Just a short ferry ride from Paros is the much smaller island of Antiparos. An island with a lot of history for its size, Antiparos was mentioned by Pliny the Elder and Virgil in their writings. During our short stay in Paros we decided to go across and visit it’s much smaller neighbour as the locals in Paros recommended it.
The only way to get there is by boat, so we drove our rental to the ferry terminal in Pounda (a town south of the main terminal in Paros) to take us across. We waited in line and drove onto the ferry. It was a quick seven minute trip across to the island.
We arrived in the main town of Antiparos, which shares it’s name with the island. Since our itinerary gave us time to see it later we immediately drove south along the main road. We passed a few beaches along the way but saved continued on. It was a pleasant journey seeing the small farmhouses and windmills scattered on the rolling hills.
Once we were near the south of the island we turned and made our way higher towards the hills. Our first destination was the Cave of Antiparos. Used in ancient times and rediscovered by the French more than 300 years ago, the cave wasn’t too large but was really attractive.
We made our way down. Visitors originally had to lower themselves with ropes but we had strong stairs and good lighting to help us. It was not a wide cave so we were on the stairs much of the way, with stops at a couple levels where things opened up before descending further. There was a total of 411 steps taking us 100 metres (328 feet) deep.
One of the most interesting features was the old graffiti in the came, much of it in French and dating from the 18th and 19th centuries. The carefully written French script in large letters on the stalactites was strange to see.
We continued along the south coast until we reached Vathos Volos beach, located across from the island of Despotiko. Geographically located in the centre of the Cyclades, Despotiko is significant for its archaeological excavations and biodiversity. We didn’t have the time to take a separate boat across to Despotiko, but it sounds like a great place for a day trip if you are staying on Antiparos.
Because the coastal road doesn’t ring all the way around the island we turned around and headed back toward the main town. We parked near the water and made our way into town.
In 1207 a Venetian nobleman took over Antiparos, and the controlled the island for the next 300 years. It fell to the Ottomans in 1537 and at one point in the 1700’s pirates ransacked the town. It finally went back into Greek hands in 1821.
Dating from the 15th century, the Castle (Kastro) of Antiparos was a small Venetian fort. The original shape and walls of the fort are still in the centre of town, and the rest of the town has organically grown around it.
As we walked around the remains of the castle there were homes all around, but almost no signs of life. A British expat came out looking for her cats and we had a brief chat. She had been coming to the island for years and really enjoyed life there, and she said that by October a lot of the expats head off the island. She was right as we hardly saw anyone else there.

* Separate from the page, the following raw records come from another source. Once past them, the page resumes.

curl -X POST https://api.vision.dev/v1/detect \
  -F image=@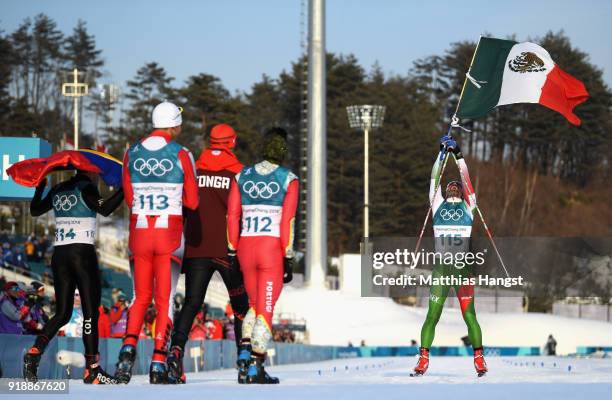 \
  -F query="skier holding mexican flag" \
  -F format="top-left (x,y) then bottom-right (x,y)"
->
top-left (411, 38), bottom-right (588, 376)
top-left (454, 37), bottom-right (589, 125)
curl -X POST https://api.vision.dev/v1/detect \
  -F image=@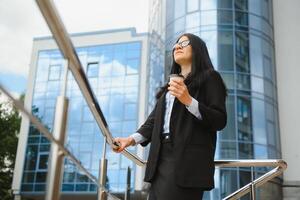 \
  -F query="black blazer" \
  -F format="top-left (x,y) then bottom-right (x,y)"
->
top-left (137, 71), bottom-right (227, 190)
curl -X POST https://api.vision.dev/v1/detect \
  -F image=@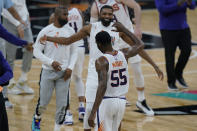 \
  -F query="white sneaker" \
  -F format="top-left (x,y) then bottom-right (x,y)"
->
top-left (136, 100), bottom-right (155, 116)
top-left (63, 112), bottom-right (74, 125)
top-left (8, 85), bottom-right (22, 95)
top-left (54, 123), bottom-right (61, 131)
top-left (16, 81), bottom-right (34, 94)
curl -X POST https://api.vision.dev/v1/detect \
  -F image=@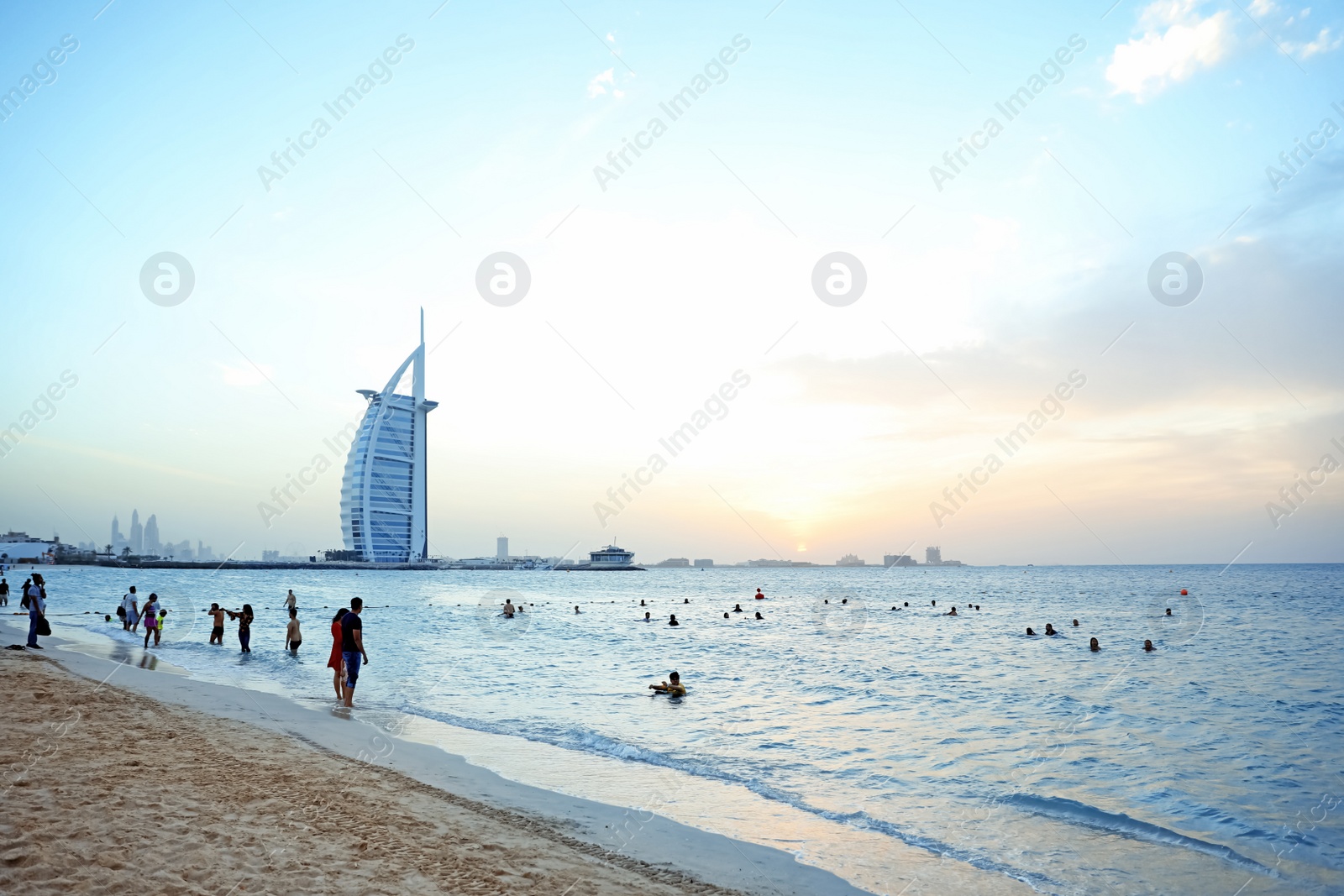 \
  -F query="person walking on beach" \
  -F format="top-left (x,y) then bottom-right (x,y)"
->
top-left (285, 607), bottom-right (304, 652)
top-left (121, 585), bottom-right (139, 631)
top-left (144, 594), bottom-right (159, 647)
top-left (206, 603), bottom-right (224, 646)
top-left (327, 607), bottom-right (349, 700)
top-left (224, 603), bottom-right (253, 652)
top-left (340, 598), bottom-right (368, 706)
top-left (23, 572), bottom-right (47, 650)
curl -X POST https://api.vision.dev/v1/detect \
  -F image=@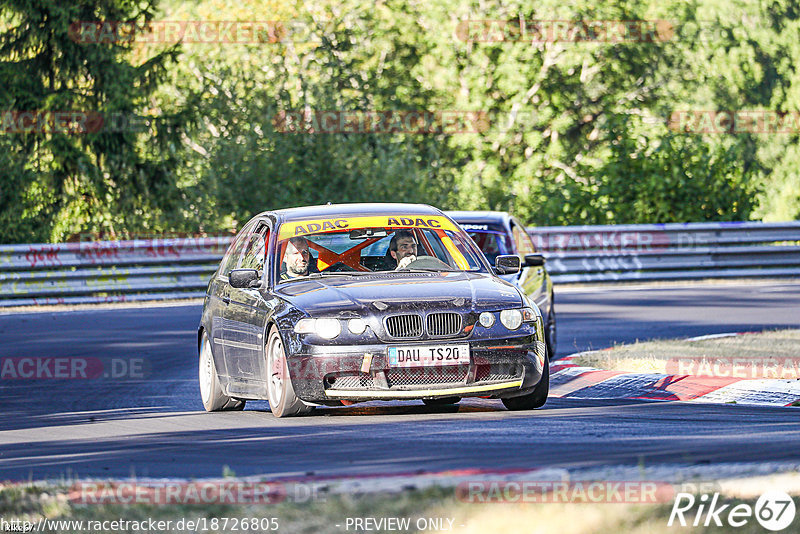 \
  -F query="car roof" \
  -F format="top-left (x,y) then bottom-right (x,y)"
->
top-left (445, 211), bottom-right (511, 225)
top-left (260, 203), bottom-right (442, 221)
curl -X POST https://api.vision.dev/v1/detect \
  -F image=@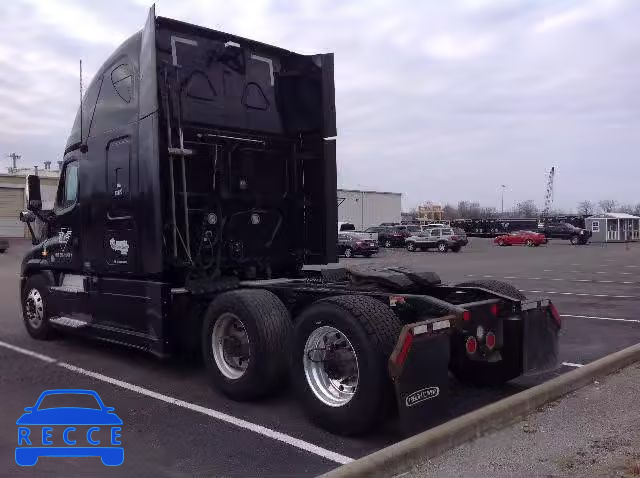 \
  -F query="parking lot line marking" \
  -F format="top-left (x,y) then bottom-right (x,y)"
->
top-left (0, 341), bottom-right (57, 363)
top-left (0, 341), bottom-right (353, 465)
top-left (560, 314), bottom-right (640, 324)
top-left (562, 362), bottom-right (584, 368)
top-left (503, 276), bottom-right (638, 284)
top-left (520, 289), bottom-right (640, 299)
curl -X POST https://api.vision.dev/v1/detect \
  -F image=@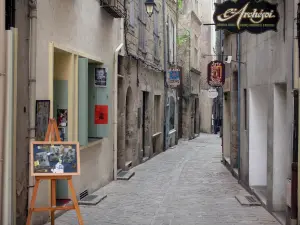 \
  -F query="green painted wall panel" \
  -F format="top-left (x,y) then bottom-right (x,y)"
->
top-left (53, 80), bottom-right (68, 141)
top-left (53, 80), bottom-right (69, 199)
top-left (78, 58), bottom-right (89, 146)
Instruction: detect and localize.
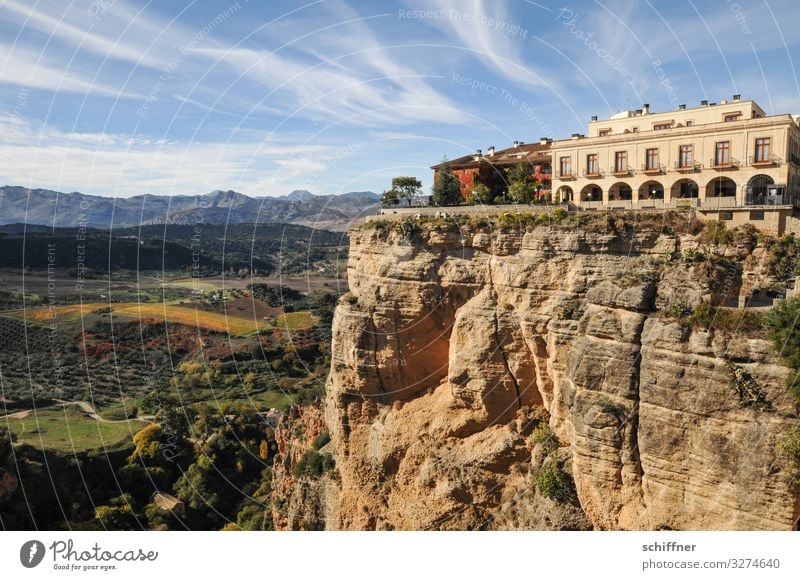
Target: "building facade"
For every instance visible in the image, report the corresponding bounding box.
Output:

With the afternoon passing by we had to get a ferry back to the main island. But we had enough time to visit one of the beaches so we chose Glyfa beach located a bit south of the town. There were only a few people around and we had a nice spot all to ourselves. It was a pleasant swim in clear water with Paros as the background.
We quickly discovered that Antiparos was even more laid back than its larger neighbour There were few people around when we visited in early October, and it was an easy island to navigate.
While we were there one of the locals told us that Tom Hanks and his family had a home on the island. I wasn’t sure whether it was true or not but upon checking the news recently I see it was confirmed he’s been there for years. After visiting Antiparos I could understand why.
For anyone who wants peace and quiet along with some nice beaches an a bit of history, and doesn’t need access to too may modern conveniences, this is the place to be.